Thursday, January 06, 2011

Vaccine persecution continues

The vaccine proponents are gloating about a finding that Andrew Wakefield described 12 cases inaccurately in a 1998 paper on MMR and autism.

The attacks on Wakefield have been going on for years, as noted here.

A minor 1998 study being wrong should not be news, since much medical research is wrong. My concern is that now researchers will be intimidated into not publishing results that deviate from official vaccine recommendations. The Wakefield example shows that they would risk having vaccine promoters taking extraordinary steps to destroy their careers if they question vaccines.

The NY Times reports:
One of psychology’s most respected journals has agreed to publish a paper presenting what its author describes as strong evidence for extrasensory perception, the ability to sense future events.

The decision may delight believers in so-called paranormal events, but it is already mortifying scientists. ...

Some scientists say the report deserves to be published, in the name of open inquiry; others insist that its acceptance only accentuates fundamental flaws in the evaluation and peer review of research in the social sciences.

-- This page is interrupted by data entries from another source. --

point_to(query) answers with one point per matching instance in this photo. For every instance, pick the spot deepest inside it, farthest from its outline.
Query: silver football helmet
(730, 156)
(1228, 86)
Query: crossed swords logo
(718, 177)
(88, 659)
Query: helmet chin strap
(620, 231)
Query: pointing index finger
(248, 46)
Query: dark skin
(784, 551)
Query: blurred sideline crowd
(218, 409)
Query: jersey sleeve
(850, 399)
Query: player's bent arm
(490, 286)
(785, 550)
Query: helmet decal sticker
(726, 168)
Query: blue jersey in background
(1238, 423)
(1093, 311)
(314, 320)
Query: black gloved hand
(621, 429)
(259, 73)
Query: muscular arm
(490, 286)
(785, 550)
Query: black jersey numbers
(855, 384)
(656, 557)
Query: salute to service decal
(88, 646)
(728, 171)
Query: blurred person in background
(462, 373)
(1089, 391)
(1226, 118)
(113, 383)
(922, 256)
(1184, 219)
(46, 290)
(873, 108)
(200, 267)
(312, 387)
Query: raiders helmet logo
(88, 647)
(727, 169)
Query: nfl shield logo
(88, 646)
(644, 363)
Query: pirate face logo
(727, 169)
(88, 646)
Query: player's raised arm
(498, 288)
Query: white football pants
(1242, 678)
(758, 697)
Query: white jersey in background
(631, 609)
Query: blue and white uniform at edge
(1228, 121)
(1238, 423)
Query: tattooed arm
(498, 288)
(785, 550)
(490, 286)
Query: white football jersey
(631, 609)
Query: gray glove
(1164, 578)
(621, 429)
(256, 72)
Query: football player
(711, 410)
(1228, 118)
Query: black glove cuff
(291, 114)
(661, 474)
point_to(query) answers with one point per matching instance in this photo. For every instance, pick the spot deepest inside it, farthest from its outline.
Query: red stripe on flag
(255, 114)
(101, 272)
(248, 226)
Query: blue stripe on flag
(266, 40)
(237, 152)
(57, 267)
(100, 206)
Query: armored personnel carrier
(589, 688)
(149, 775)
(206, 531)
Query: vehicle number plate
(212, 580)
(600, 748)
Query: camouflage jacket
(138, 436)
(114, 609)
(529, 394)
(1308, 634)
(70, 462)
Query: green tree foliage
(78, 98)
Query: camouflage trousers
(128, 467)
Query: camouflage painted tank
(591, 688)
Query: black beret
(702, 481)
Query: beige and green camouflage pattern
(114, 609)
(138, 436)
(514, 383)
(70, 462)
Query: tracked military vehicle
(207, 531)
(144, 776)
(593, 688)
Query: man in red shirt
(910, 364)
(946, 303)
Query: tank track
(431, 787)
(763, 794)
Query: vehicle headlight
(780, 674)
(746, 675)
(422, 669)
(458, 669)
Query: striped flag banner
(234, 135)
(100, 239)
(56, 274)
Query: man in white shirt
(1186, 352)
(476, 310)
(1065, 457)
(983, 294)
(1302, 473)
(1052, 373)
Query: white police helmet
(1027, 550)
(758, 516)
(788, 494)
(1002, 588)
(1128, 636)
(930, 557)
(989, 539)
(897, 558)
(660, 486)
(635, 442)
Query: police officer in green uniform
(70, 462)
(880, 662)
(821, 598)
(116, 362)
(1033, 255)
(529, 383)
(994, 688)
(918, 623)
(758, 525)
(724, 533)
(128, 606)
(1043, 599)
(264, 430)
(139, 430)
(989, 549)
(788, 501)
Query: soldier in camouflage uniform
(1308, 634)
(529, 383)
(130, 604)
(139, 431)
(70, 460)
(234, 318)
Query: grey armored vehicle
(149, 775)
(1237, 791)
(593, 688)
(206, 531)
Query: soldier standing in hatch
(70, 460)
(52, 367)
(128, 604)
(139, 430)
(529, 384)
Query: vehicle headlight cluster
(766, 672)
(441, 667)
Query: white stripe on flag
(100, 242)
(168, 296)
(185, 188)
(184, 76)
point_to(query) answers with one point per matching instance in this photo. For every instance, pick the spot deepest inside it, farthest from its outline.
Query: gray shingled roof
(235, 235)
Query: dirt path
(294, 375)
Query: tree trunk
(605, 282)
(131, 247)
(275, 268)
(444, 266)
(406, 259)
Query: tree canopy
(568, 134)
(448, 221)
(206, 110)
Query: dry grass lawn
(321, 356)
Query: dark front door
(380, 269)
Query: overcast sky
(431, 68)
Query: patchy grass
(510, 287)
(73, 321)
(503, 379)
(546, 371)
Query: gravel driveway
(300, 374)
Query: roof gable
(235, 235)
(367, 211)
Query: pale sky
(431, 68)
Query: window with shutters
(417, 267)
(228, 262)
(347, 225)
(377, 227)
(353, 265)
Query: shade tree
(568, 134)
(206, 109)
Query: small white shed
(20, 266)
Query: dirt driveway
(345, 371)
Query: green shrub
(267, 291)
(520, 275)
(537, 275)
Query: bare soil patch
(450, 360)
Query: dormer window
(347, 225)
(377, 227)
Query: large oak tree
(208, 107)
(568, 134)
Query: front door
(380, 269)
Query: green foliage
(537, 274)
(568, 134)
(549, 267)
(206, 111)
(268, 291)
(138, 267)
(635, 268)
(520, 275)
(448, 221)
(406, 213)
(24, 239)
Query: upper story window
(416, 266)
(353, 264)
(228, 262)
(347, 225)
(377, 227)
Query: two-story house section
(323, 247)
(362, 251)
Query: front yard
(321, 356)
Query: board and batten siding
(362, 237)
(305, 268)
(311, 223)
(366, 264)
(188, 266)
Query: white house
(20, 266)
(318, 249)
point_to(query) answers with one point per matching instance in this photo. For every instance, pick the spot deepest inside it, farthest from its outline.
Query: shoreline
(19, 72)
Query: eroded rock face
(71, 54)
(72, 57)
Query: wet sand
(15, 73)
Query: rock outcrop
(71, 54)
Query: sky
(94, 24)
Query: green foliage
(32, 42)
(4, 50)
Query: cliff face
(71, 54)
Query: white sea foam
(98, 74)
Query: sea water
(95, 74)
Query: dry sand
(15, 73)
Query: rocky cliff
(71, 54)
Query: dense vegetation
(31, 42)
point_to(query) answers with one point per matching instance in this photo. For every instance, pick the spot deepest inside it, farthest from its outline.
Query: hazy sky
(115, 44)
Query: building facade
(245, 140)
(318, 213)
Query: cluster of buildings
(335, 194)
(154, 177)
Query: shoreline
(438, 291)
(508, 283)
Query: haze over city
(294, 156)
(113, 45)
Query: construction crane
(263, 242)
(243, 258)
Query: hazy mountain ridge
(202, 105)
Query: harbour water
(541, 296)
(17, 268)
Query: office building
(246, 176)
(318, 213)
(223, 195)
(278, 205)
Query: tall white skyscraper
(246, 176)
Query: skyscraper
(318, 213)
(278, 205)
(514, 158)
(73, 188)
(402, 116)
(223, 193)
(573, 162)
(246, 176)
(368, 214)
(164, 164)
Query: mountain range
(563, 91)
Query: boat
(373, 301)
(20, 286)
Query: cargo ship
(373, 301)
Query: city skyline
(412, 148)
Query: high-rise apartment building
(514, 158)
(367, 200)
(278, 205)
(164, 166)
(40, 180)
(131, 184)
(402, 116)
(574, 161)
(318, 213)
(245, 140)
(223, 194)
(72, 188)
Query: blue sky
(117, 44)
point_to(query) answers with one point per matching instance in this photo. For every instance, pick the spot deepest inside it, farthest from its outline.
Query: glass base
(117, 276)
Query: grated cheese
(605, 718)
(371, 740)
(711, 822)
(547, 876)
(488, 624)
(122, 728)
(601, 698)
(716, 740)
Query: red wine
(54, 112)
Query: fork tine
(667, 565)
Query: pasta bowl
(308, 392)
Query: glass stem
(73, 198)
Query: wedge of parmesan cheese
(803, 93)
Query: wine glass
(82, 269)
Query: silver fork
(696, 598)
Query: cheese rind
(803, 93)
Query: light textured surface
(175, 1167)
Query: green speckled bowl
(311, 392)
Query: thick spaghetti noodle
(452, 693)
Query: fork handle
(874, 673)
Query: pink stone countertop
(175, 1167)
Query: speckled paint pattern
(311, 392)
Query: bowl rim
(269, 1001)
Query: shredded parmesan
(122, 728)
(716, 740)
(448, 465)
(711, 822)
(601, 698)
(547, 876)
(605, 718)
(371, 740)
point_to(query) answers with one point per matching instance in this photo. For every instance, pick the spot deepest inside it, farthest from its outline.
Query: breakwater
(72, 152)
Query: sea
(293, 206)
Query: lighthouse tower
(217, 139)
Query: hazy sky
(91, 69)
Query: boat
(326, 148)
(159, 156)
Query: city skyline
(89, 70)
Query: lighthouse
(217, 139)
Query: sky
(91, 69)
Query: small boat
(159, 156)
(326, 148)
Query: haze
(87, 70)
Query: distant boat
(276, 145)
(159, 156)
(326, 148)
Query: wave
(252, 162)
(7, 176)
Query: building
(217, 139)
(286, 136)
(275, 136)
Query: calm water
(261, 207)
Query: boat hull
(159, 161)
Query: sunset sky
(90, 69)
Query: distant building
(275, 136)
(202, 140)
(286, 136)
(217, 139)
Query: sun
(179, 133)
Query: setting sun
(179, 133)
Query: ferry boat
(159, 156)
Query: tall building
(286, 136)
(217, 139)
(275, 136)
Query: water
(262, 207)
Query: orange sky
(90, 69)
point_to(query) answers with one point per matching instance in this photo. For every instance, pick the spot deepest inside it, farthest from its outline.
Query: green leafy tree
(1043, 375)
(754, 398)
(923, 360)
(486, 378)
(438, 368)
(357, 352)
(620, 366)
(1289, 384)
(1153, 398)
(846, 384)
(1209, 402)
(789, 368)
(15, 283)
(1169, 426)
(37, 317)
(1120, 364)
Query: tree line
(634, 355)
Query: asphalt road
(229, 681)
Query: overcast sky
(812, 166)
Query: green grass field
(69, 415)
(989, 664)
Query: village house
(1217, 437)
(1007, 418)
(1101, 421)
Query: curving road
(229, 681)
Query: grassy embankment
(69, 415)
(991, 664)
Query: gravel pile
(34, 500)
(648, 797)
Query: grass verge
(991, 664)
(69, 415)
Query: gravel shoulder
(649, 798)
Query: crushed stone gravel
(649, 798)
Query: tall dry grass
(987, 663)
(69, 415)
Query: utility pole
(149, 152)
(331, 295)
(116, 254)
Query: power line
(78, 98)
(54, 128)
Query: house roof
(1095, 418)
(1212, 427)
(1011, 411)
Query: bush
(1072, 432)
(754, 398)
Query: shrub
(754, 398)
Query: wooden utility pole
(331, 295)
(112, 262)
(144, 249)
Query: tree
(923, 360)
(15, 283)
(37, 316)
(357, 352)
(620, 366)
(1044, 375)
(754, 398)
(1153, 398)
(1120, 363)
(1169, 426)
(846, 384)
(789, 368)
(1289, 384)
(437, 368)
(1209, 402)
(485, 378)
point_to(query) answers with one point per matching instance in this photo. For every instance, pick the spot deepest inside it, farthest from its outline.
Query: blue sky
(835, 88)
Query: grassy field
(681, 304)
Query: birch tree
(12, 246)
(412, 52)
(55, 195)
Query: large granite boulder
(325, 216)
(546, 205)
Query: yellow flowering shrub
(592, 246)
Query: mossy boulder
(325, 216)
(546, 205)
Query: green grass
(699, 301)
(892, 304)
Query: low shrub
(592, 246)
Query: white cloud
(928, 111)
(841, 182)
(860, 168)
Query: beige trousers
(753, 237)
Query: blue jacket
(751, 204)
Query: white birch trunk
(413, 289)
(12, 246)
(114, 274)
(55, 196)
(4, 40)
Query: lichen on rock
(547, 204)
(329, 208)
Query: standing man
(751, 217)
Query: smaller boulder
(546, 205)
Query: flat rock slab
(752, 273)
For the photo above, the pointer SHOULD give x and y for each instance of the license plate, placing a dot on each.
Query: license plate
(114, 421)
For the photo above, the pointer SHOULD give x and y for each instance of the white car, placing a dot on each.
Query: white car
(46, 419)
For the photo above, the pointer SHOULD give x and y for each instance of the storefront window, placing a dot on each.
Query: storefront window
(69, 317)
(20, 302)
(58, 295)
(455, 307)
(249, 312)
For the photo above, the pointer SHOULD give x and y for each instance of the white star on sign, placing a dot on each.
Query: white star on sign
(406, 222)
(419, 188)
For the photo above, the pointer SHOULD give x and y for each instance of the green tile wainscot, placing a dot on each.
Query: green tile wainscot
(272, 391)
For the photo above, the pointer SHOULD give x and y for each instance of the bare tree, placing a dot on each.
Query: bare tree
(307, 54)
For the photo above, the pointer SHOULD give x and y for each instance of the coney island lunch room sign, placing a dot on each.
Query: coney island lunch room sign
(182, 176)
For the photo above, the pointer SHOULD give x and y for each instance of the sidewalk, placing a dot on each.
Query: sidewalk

“It’s craziness, pure craziness. I can’t believe a major journal is allowing this work in,” Ray Hyman, an emeritus professor of psychology at the University Oregon and longtime critic of ESP research, said. “I think it’s just an embarrassment for the entire field.”
It is craziness, but it is better than having to listen to ESP advocates complain that their research is censored for ideological reasons. Sensible people will understand that some studies are outweighed by overwhelming contrary evidence.